あらすじ
蠅と自分
田舎町に住むマサオという男は、近所の人々の噂好きで、自分のことはさておき、他人のことに首を突っ込むことが好きだった。ある日、彼は隣人のタケシが新しい車を買ったと聞きつけ、さっそく彼のところへ駆けつけた。車を見ていれば「いくらしたんだ?そんな車、君にはもったいないよ!」と、ひとしきりタケシをいじり始めた。
しかし、マサオは自分の頭上にとまる蠅には全く気づいていなかった。彼の家はすっかり荒れ果てており、食事の残りがそこら中に散らかっていた。さらには、自分自身も無精髭が生えっぱなしで、服はぼろぼろ。その姿を見て「タケシ、君ももうちょっと身だしなみに気を使ったほうがいいよ!」と勝手にアドバイスを送る始末だった。
タケシはマサオに笑顔で返しながら、「マサオさん、君の家のこと、少し心配なんだけど…」と何とか返すも、すぐにその言葉は彼の耳を通り過ぎてしまった。マサオは再び別の隣人の話題に興じ、どれだけ他人の生活に首を突っ込むかを自慢する。一方で、彼にとってはタケシの新しい車の色がどうのこうのということが、まるで天下の大問題のように思えていた。
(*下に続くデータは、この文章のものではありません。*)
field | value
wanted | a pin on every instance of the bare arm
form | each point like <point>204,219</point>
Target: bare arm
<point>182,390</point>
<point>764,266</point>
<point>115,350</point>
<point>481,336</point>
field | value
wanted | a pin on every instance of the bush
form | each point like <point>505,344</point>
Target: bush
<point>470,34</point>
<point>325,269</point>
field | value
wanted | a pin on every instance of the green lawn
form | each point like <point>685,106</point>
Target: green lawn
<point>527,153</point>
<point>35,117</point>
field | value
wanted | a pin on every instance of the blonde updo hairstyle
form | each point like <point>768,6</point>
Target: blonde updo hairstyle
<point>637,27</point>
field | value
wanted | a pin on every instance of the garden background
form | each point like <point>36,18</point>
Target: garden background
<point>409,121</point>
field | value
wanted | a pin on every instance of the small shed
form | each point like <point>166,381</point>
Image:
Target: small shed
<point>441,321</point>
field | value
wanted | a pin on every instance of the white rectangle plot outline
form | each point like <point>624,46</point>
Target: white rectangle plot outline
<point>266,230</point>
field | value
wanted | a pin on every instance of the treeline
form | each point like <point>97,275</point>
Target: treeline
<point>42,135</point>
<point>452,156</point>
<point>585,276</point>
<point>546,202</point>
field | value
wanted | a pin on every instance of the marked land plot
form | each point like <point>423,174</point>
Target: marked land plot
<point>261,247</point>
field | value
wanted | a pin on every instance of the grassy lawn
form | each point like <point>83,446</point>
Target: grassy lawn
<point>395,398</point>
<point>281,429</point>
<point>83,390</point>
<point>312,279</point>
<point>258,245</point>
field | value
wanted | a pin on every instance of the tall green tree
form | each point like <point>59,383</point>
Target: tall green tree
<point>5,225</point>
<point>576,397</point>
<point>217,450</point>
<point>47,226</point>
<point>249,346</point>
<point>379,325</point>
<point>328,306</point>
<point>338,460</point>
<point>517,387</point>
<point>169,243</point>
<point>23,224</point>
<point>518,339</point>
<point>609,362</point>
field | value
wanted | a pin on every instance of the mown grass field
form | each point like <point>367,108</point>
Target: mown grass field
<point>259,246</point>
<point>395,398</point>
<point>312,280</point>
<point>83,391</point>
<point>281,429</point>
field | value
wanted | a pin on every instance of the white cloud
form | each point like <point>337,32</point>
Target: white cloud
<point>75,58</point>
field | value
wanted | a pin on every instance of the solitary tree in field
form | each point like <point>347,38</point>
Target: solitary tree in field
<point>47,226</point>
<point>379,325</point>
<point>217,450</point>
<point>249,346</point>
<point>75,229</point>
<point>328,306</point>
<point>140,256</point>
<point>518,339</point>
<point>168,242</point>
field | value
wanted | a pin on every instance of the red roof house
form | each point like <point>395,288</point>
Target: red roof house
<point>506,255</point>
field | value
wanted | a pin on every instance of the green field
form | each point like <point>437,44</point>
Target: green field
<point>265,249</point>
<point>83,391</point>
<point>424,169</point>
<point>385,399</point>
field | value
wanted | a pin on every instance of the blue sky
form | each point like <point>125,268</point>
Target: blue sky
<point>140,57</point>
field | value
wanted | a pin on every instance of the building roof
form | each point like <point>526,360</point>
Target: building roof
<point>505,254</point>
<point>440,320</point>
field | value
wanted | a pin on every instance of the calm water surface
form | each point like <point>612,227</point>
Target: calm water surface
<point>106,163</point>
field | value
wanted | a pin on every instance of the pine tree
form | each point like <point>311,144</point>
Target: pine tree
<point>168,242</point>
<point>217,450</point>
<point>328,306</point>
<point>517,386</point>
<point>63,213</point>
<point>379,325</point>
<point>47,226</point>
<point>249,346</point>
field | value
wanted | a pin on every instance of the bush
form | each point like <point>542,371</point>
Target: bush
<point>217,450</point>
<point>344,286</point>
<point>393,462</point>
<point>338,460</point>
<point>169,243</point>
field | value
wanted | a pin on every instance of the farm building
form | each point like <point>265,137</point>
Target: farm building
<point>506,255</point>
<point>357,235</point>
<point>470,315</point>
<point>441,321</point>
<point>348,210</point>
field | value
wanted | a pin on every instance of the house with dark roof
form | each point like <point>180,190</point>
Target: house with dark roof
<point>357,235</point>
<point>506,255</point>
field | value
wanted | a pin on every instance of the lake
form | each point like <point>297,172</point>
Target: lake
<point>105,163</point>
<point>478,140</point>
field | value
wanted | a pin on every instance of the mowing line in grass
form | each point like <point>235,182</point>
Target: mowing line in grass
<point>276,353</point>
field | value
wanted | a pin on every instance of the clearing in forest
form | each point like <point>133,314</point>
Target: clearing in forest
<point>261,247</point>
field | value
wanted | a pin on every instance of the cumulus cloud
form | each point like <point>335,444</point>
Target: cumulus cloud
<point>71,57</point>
結局、マサオは自分の頭の上にいる蠅を追い払うこともせず、近所の人々にアドバイスを送り続けることになった。友人たちの嘲笑とともに、いつしか彼の智慧の伝道師としての名声も広まり、町のユーモアネタとなった。マサオは誰からも「自分のことをしっかりやれ」と言われていることに気づくことなく、毎日蠅を追いかけるおせっかいなおじさんとして生き続けるのであった。